DominguesA
Seguia passando aquelas cores no seu rosto cansado, tentando se convencer que elas realmente a tornavam mais bonita. Um risco sob a marca dos seus olhos distantes, um contorno pela boca desgostosa de sua própria existência, um esfumaço sobre bochechas que continuamente iriam fingir movimento expressivo. Cabelo já artificialmente arranjado, meia calça apertada, sapatos altos suficientemente desconfortáveis, saiu. Ou entrou?
Ambiente de beleza fingida, pessoas sem rostos. Sons completamente mudos que vem e vão de bocas ressecadas pelo álcool são disferidos contra seu ser sem se darem conta de como gradativamente a sufocam. Bebendo mentiras e mastigando navalhas, faz pequenas pausas apenas para forçar gargalhadas. Quando a batida finalmente termina, se despede manchando de sangue invisível a roupa daqueles estranhos.

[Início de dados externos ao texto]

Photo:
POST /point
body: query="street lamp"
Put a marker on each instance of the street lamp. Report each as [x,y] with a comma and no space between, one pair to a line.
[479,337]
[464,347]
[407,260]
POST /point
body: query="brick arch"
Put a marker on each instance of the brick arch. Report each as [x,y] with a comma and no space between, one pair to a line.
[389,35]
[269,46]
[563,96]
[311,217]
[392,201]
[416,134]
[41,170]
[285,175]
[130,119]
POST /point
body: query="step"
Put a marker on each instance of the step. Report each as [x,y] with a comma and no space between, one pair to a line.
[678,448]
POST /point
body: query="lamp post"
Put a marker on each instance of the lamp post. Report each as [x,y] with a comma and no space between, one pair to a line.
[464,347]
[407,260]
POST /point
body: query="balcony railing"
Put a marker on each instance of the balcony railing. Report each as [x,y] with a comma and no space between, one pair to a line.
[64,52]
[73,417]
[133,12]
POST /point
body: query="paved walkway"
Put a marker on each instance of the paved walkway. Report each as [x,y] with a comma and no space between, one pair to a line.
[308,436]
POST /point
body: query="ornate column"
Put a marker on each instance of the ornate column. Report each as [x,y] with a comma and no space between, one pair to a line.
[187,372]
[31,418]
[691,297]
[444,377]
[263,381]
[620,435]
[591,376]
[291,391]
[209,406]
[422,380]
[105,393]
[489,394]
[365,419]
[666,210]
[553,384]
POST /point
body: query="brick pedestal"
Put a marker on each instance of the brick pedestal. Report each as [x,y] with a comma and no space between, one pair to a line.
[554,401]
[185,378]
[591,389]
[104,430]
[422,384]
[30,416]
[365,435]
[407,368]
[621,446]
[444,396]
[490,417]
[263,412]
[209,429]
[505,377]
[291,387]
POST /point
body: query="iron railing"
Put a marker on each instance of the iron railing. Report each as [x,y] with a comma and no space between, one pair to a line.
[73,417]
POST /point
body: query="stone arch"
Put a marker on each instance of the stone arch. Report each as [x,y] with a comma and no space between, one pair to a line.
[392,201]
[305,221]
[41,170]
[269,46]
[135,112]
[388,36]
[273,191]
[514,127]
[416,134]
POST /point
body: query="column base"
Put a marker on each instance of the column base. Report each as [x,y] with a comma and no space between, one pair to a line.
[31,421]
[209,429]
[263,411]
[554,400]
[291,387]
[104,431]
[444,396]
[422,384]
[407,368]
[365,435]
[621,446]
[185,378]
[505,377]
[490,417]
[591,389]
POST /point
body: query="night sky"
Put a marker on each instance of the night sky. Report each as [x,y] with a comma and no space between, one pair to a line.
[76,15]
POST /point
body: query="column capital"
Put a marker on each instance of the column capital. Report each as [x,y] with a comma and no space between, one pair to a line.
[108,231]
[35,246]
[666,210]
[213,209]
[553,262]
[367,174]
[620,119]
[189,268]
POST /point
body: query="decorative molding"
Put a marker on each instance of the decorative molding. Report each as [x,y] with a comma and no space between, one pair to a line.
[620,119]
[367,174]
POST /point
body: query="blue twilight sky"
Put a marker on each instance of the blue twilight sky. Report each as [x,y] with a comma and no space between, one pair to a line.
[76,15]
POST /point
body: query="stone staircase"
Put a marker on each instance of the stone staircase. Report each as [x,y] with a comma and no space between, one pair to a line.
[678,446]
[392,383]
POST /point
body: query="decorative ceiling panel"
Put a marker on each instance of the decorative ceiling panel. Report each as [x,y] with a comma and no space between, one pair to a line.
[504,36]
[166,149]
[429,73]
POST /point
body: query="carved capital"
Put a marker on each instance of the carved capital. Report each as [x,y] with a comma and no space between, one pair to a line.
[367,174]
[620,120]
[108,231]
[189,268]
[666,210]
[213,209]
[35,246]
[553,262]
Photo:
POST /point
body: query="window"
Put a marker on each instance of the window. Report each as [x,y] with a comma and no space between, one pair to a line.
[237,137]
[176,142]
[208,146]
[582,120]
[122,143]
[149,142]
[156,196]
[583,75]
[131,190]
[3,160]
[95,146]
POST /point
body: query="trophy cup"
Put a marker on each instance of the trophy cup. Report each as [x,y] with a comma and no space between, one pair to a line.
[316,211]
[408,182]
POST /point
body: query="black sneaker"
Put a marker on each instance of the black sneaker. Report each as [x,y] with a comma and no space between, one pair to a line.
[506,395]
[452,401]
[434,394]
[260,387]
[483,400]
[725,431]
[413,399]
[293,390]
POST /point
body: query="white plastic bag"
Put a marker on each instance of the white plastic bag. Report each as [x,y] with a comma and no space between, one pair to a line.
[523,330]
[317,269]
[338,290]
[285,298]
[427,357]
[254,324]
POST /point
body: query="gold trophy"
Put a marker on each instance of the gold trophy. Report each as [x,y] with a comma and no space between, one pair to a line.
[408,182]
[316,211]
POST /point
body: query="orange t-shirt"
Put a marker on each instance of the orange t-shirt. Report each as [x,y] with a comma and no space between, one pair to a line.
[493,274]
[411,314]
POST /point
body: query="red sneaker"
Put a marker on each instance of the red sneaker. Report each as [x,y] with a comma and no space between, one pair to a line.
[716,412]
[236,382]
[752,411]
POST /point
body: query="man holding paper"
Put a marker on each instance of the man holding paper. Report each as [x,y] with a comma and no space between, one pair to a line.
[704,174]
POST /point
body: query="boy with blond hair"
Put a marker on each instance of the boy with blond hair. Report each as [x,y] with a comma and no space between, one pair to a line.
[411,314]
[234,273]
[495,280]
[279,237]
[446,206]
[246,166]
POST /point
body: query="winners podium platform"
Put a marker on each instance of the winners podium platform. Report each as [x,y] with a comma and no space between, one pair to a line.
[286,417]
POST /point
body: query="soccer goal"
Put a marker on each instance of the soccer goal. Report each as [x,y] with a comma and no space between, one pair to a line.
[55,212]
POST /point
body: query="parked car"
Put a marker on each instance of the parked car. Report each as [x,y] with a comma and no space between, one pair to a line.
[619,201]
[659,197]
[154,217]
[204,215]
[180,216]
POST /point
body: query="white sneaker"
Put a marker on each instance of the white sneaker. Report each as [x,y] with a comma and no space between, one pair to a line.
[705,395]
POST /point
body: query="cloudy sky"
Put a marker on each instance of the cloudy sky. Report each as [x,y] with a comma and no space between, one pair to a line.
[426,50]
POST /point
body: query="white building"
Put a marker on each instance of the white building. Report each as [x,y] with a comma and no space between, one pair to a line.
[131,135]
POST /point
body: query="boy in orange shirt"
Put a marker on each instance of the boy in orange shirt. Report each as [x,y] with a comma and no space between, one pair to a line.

Senta no banco traseiro do táxi e da janela vê luzes se apagando, moças rindo histericamente abraçadas pelo fulano qualquer que pensa ter conquistado algo naquela noite e alguns senhores limpando a sujeira causada por todo aquele teatro. “Leve-me para longe, por favor. “
Agora é só esperar pela próxima noite de diversão.
Você me parece um completo estranho agora. Nossas memórias estão cada vez mais difíceis de serem encontradas nessa bagunça de novas experiências que a vida proporcionou, e eu estou cada vez mais distante daquele sentimento que um dia transbordou.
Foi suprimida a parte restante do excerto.